Führung bedeutet also nicht, Menschen zu kontrollieren. Sondern Verhältnisse / Räume / Wirkungsfelder zu schaffen (dürfen), in denen Teams wirksam werden können und wollen.

Wofür wir stehen

Wir schreiben diesen Beitrag nicht aus Kritiklust, sondern aus Überzeugung: Es gibt Alternativen.

  • Organisationen, die den Mut haben, sich zu reflektieren, gewinnen an Klarheit und Energie.

  • Führung, die zuhört und Rahmenbedingungen gestaltet statt nur zu reporten, macht einen Unterschied.

  • Teams, die Verantwortung übernehmen dürfen, können und wollen, entfalten ihr Potenzial.

  • Sinnstiftung wird und bleibt auch in technisch komplexen, regulierten Umfeldern möglich.

Die Einladung

Es kann sein, dass deine Organisation sich gerade wie Absurdistan anfühlt.
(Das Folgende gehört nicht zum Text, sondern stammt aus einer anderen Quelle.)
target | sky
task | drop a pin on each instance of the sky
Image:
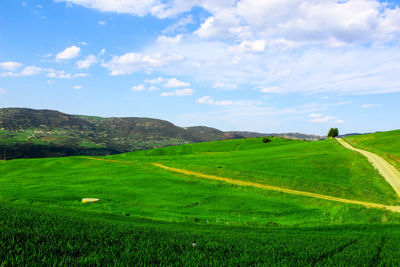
(253, 65)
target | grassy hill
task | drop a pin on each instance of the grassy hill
(29, 133)
(26, 133)
(148, 215)
(385, 144)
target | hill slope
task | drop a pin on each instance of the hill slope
(147, 215)
(385, 144)
(26, 133)
(48, 133)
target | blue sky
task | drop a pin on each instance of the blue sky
(267, 66)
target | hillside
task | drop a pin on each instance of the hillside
(48, 133)
(385, 144)
(29, 133)
(301, 136)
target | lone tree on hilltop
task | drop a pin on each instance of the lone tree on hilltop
(266, 140)
(333, 132)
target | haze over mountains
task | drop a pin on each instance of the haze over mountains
(48, 133)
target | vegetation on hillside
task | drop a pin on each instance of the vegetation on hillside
(333, 132)
(33, 237)
(28, 133)
(385, 144)
(151, 216)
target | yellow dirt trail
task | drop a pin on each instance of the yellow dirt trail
(279, 189)
(385, 169)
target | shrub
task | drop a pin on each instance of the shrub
(333, 132)
(266, 140)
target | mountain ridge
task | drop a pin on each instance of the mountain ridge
(27, 133)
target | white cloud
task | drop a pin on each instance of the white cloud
(169, 40)
(30, 70)
(140, 87)
(86, 63)
(153, 88)
(68, 53)
(205, 100)
(321, 118)
(369, 105)
(59, 74)
(273, 89)
(256, 46)
(80, 75)
(10, 65)
(225, 85)
(175, 83)
(179, 26)
(134, 62)
(134, 7)
(180, 92)
(209, 101)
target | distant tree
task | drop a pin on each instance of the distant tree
(333, 132)
(266, 140)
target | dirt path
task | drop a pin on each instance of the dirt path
(279, 189)
(388, 172)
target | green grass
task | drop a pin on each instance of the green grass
(58, 237)
(385, 144)
(323, 167)
(147, 215)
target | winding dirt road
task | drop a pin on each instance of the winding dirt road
(279, 189)
(391, 175)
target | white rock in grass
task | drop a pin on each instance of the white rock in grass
(87, 200)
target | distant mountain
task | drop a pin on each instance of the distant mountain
(283, 135)
(26, 133)
(204, 134)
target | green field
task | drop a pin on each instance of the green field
(385, 144)
(148, 215)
Sinnlose KPIs führen zu konstanten Verunsicherungen und Veränderungen, die keinen Sinn ergeben. Absurdistan ist aber kein Schicksal. Es ist ein Muster, das wir jeden Tag hinterfragen können.
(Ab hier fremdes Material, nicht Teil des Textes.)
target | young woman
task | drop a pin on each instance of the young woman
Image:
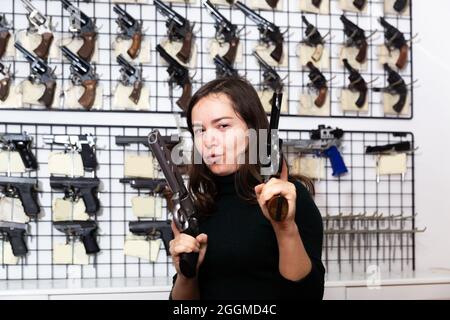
(243, 253)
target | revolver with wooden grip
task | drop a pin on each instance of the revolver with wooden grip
(395, 39)
(179, 75)
(269, 32)
(397, 86)
(178, 29)
(319, 83)
(83, 27)
(185, 215)
(356, 38)
(5, 34)
(131, 76)
(357, 83)
(314, 39)
(5, 83)
(82, 73)
(271, 77)
(129, 28)
(226, 32)
(41, 73)
(276, 165)
(41, 25)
Wir können uns entscheiden für echte Veränderung, für Führung, die trägt, und für Zusammenarbeit, die Sinn stiftet.

Vielleicht beginnt das schon im nächsten Meeting, wenn wir uns fragen: Messen wir gerade das Richtige? Oder brauchen wir ein neues Gespräch darüber, was uns wirklich wichtig ist?